When she went to Guyenne, and lately to Coignac, to reconcile the princes of the Religion and those of the League, and so put the kingdom in peace, for she saw it would soon be ruined by such divisions, she determined to proclaim a truce in order to treat of this peace; at which the King of Navarre and the Prince de Condé were very discontent and mutinous, – all the more, they said, because this proclamation did them great harm on account of their foreigners, who, having heard of it, might repent of their coming, or delay it; and they accused the said queen of having made it with that intention. So they said and resolved not to see the queen, and not to treat with her unless the said truce were rescinded. Now finding her council, whom she had with her, though composed of good heads, very ridiculous and little to be honoured because they thought it impossible to find means to rescind the said truce, the queen said to them: “Truly, you are very stupid as to the remedy. Know you not better? There is but one means for that. You have at Maillezais the regiment of Neufvy and de Sorlu, Huguenots; send me from here, from Niort, all the arquebusiers that you can, and cut them to pieces, and there you have the truce rescinded and undone without further trouble.” As she commanded so it was executed; the arquebusiers started, led by the Capitaine l’Estelle, and forced their fort and their barricades so well that there they were quite defeated, Sorlu killed, who was a valiant man, Neufvy taken prisoner with many others, and all their banners captured and brought to Niort to the queen; who, using her accustomed turn of clemency, pardoned all and sent them away with their ensigns and even with their flags, which, as regards the flags, is a very rare thing. But she chose to do this stroke, rare or not, so she told me, to the princes; who now knew they had to do with a very able princess, and that it was not to her they should address such mockery as to make her rescind a truce by the very heralds who had proclaimed it; for while they were thinking to make her receive that insult, she had fallen upon them, and now sent them word by the prisoners that it was not for them to affront her by asking unseemly and unreasonable things, because it was in her power to do them both good and evil.

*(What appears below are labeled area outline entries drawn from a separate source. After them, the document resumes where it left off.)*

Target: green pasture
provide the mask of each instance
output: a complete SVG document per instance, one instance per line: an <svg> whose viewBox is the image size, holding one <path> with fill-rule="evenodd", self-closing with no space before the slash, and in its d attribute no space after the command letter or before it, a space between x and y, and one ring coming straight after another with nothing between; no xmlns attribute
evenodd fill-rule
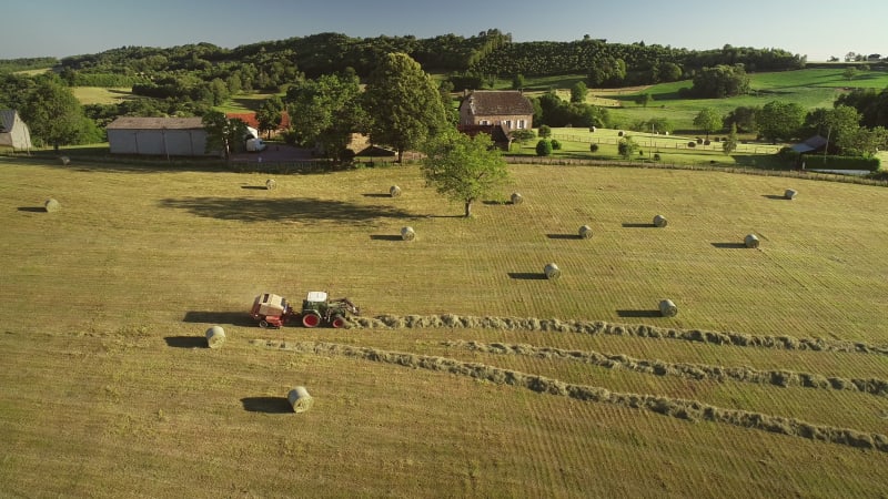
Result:
<svg viewBox="0 0 888 499"><path fill-rule="evenodd" d="M516 164L512 184L464 218L416 165L270 175L77 154L61 166L42 154L0 156L3 495L888 491L888 451L859 441L534 388L598 387L878 440L888 432L884 391L695 379L578 359L601 353L624 366L807 373L836 386L888 379L885 187ZM401 196L389 196L392 185ZM786 189L798 196L783 198ZM513 192L521 204L506 202ZM60 211L43 211L50 197ZM653 227L656 214L666 227ZM592 238L577 237L581 225ZM401 240L404 226L414 241ZM759 237L758 248L741 245L747 234ZM543 276L547 263L562 268L559 279ZM414 316L537 326L262 329L248 316L256 294L297 302L307 291L350 297L366 324ZM659 316L663 298L677 316ZM539 327L545 320L823 348L589 334ZM206 348L212 325L225 329L222 348ZM435 369L446 363L535 381ZM314 396L311 410L292 413L285 397L294 386Z"/></svg>

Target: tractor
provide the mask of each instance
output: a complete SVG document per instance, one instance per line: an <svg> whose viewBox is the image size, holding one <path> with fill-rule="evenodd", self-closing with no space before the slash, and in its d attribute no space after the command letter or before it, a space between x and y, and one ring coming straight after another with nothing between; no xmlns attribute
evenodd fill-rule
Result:
<svg viewBox="0 0 888 499"><path fill-rule="evenodd" d="M346 314L360 315L361 310L349 298L327 298L325 292L309 292L302 301L302 309L296 310L283 296L265 293L256 296L250 316L259 320L260 327L282 327L299 319L305 327L329 325L345 327Z"/></svg>

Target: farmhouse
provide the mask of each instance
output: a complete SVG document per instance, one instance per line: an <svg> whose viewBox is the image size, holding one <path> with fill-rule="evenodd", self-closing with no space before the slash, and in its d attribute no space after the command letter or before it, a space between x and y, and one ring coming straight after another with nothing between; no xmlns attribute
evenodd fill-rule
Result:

That is how this queen knew how to give and teach a lesson to her council. I might tell of many such things, but I have now to treat of other points: the first of which must be to answer those whom I have often heard say that she was the first to rouse to arms, and so was cause of our civil wars. Whoso will look to the source of the matter will not believe that; for the triumvirate having been created, she, seeing the proceedings which were preparing and the change made by the King of Navarre, – who from being formerly Huguenot and very reformed had made himself Catholic, – and knowing that through that change she had reason to fear for the king, the kingdom, and her own person that he would move against them, reflected and puzzled her mind to discover to what such proceedings, meetings, and colloquies held in secret tended. Not being able, as they say, to come at the bottom of the pot, she bethought her one day, when the secret council was in session in the room of the King of Navarre, to go into the room above his, and by means of a tube which she had caused to be slipped surreptitiously under the tapestry she listened unperceived to their discourse. Among other things she heard one thing that was very terrible and bitter to her. The Maréchal de Saint-André, one of the triumvirate, gave it as his opinion that the queen should be put in a sack and flung into the river, for that otherwise they could never succeed in their plans. But the late M. de Guise, who was very good and generous, said that must not be; for it were too unjust to make the wife and mother of our kings perish thus miserably, and he opposed it all. For this the said queen has always loved him, and proved it to his children after his death by giving them his estates.